David_Bowie_-_TopPop_1974_03(Courtesy Image)

by Daniel Wirtheim

1. Performance on “Soul Train”

David Bowie’s performance on “Soul Train” might be my favorite six minutes of white-boy soul music ever. I’m thinking specifically of “Golden Years.” He’s not a very good dancer and quite possibly high on cocaine, but he looks great. Somehow the golden-haired, placid pop star — this was during his Thin White Duke stage — is more outlandish in this performance than he is as Alladin Sane or Ziggy Stardust. It’s in the way he prances around, lifting a bored leg with the rhythm while his face, like a thin, white sheet stained by a pair of nasty teeth, cannot help but betray some serious soul power. It’s great.

2. “And the papers want to know whose shirts you wear”

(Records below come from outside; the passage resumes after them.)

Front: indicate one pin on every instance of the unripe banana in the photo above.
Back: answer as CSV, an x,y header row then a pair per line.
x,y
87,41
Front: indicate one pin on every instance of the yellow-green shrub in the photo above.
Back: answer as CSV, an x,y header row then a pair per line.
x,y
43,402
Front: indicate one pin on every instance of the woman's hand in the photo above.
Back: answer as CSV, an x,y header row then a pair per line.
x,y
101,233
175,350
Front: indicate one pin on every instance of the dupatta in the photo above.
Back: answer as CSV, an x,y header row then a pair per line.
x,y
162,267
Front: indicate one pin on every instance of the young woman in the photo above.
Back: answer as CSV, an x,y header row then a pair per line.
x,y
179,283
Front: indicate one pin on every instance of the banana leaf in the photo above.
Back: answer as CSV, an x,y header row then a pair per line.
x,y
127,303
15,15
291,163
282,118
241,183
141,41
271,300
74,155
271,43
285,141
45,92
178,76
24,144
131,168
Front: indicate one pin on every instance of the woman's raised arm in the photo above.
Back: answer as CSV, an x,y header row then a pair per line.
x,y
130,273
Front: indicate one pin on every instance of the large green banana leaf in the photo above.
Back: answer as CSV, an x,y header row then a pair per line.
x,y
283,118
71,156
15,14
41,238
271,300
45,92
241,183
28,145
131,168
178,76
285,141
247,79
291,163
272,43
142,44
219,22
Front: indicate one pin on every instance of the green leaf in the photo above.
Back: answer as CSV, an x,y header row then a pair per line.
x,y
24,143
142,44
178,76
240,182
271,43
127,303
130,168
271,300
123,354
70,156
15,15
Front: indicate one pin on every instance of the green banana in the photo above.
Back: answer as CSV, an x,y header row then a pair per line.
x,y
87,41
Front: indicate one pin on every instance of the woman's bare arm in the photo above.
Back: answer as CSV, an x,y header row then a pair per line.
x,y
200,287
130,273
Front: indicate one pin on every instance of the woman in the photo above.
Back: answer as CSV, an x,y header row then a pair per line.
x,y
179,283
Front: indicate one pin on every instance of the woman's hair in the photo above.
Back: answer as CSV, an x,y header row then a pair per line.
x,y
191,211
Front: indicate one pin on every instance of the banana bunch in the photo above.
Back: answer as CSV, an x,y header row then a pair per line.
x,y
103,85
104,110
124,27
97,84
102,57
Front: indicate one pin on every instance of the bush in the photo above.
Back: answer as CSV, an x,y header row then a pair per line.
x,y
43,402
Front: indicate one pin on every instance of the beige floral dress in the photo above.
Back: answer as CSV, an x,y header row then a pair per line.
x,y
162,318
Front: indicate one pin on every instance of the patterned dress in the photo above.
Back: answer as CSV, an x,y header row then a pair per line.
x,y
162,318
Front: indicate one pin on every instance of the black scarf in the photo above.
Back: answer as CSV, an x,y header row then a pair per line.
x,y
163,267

I always compared Bowie’s “Space Oddity” to Elton John’s “Rocket Man,” which is kind of a natural comparison given the subject matter. While Elton John was sort of wallowing in the familial tragedy of a space explorer, Bowie was drifting towards the outer rim, looking back at the commercial culture that had worked its way into every facet of life including space exploration. And that’s why I’ve always liked the line about the newspapers wanting to know whose shirts Major Tom is wearing.

3. Being a bastion of androgynous culture

Bowie is like a queer person’s Rocky in the ‘70s and ‘80s. Although his punches came from sweet rock and roll, he delivered in the name of sexual experimentation and queer culture with sincerity. Canned Heat and the Woodstock crowd were all about free love but even they were not quite on par with the androgynous Starman. Bowie filled a void and consistently showed how being androgynous is pretty awesome.

4. His left eye

The left is my favorite eye of Bowie’s. It’s the one with the huge pupil, which gives it a darker color than his right and blue eye, the product of a teenage brawl. I’ve often wondered if his ingenuity came from having a wonky eye or if those things just gravitate towards a guy like Bowie.